Multiple growth factors regulate coronary embryonic vasculogenesis.

Mechanisms regulating coronary vascularization are not well understood. To test hypotheses regarding the influence of key growth factors and their interactions, we studied vascular tube formation (vasculogenesis) in collagen gels onto which quail embryonic ventricles were placed and incubated in the presence of growth factors or inhibitors. Vasculogenesis in this model is dependent on tyrosine kinase receptors, since tube formation was totally blocked by genestein. Tube formation was attenuated when anti-bFGF or anti-VEGF neutralizing antibodies were added to the medium and nearly completely inhibited when the both were added. The attenuation associated with anti-VEGF was due primarily to a decrease in assembly of endothelial cells, while that associated with bFGF was primarily due to a reduction in endothelial cells. Soluble tie-2, the receptor for angiopoietins, also had an inhibitory effect and, when added with either anti-bFGF or anti-VEGF, markedly attenuated tube formation. At optimal doses, tube formation was enhanced 6.5-fold by bFGF and 2.5-fold by VEGF over the controls.
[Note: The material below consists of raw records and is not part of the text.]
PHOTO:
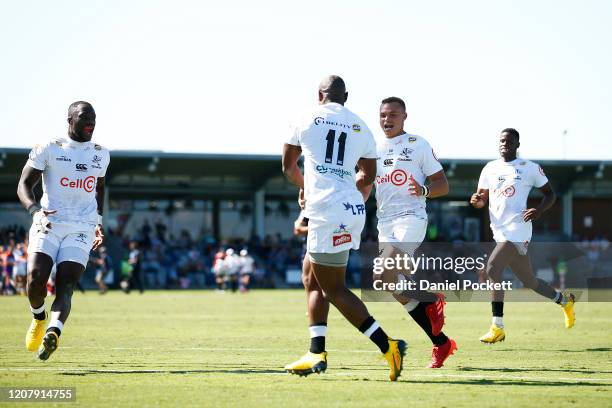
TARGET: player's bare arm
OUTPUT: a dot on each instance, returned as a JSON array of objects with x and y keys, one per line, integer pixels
[
  {"x": 532, "y": 214},
  {"x": 366, "y": 176},
  {"x": 291, "y": 155},
  {"x": 99, "y": 239},
  {"x": 30, "y": 177},
  {"x": 437, "y": 186},
  {"x": 480, "y": 198}
]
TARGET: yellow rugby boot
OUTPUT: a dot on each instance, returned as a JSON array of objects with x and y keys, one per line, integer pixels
[
  {"x": 308, "y": 364},
  {"x": 395, "y": 358},
  {"x": 48, "y": 346},
  {"x": 35, "y": 333},
  {"x": 568, "y": 311},
  {"x": 494, "y": 335}
]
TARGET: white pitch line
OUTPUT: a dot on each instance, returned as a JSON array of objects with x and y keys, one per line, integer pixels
[
  {"x": 230, "y": 349},
  {"x": 469, "y": 376}
]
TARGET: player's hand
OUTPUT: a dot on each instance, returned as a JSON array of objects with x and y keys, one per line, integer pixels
[
  {"x": 477, "y": 200},
  {"x": 41, "y": 221},
  {"x": 414, "y": 188},
  {"x": 99, "y": 239},
  {"x": 301, "y": 199},
  {"x": 531, "y": 214}
]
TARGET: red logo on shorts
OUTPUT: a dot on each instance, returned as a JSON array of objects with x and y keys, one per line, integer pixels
[
  {"x": 86, "y": 184},
  {"x": 341, "y": 239}
]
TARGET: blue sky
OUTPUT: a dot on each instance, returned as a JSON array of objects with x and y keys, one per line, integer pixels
[{"x": 209, "y": 77}]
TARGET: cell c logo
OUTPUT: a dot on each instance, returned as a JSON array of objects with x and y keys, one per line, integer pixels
[
  {"x": 90, "y": 183},
  {"x": 398, "y": 177}
]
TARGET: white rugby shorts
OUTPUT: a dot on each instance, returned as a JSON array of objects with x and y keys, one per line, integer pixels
[
  {"x": 404, "y": 233},
  {"x": 337, "y": 228},
  {"x": 63, "y": 242},
  {"x": 519, "y": 233}
]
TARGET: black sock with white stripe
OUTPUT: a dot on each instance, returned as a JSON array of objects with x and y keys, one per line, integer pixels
[
  {"x": 318, "y": 331},
  {"x": 374, "y": 332}
]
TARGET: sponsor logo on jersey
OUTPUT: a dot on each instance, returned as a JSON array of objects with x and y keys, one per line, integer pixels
[
  {"x": 356, "y": 209},
  {"x": 341, "y": 229},
  {"x": 82, "y": 238},
  {"x": 405, "y": 154},
  {"x": 342, "y": 239},
  {"x": 322, "y": 121},
  {"x": 397, "y": 177},
  {"x": 508, "y": 191},
  {"x": 434, "y": 155},
  {"x": 96, "y": 162},
  {"x": 335, "y": 171},
  {"x": 87, "y": 184}
]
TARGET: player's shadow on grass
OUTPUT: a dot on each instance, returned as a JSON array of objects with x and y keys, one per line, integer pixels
[
  {"x": 591, "y": 350},
  {"x": 199, "y": 371},
  {"x": 546, "y": 369},
  {"x": 477, "y": 381}
]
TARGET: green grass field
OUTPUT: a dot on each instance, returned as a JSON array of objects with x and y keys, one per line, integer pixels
[{"x": 211, "y": 349}]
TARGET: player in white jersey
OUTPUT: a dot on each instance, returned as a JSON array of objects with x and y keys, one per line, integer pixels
[
  {"x": 247, "y": 268},
  {"x": 66, "y": 224},
  {"x": 405, "y": 164},
  {"x": 334, "y": 141},
  {"x": 505, "y": 183}
]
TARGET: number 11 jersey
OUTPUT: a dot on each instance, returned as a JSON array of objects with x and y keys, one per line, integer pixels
[{"x": 333, "y": 139}]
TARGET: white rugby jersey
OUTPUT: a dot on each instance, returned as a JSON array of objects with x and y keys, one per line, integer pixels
[
  {"x": 398, "y": 159},
  {"x": 247, "y": 264},
  {"x": 332, "y": 139},
  {"x": 70, "y": 174},
  {"x": 509, "y": 184}
]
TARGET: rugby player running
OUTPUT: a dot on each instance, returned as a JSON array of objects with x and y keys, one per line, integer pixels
[
  {"x": 334, "y": 141},
  {"x": 408, "y": 173},
  {"x": 505, "y": 184},
  {"x": 66, "y": 224}
]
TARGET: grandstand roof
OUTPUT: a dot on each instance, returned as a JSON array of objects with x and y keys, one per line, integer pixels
[{"x": 147, "y": 174}]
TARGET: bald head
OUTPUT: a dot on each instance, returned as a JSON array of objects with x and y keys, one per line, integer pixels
[
  {"x": 74, "y": 107},
  {"x": 332, "y": 89}
]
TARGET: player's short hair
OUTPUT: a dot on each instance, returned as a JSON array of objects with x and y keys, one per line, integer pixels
[
  {"x": 513, "y": 132},
  {"x": 74, "y": 105},
  {"x": 394, "y": 99},
  {"x": 334, "y": 87}
]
Each of these growth factors was dependent upon the other for optimal induction of tube formation, since neutralizing antibodies to one markedly reduced the potency of the other. VEGF potency was also markedly reduced when soluble tie-2 was added to the medium. Tube formation was virtually totally blocked by exogenous TGF-beta at doses > 1 ng/ml, while neutralizing TGF-beta antibodies enhanced tube formation 2-fold in the 30 ng-30 microg range. These data provide the first documentation of multiple growth factor regulation of coronary tube formation.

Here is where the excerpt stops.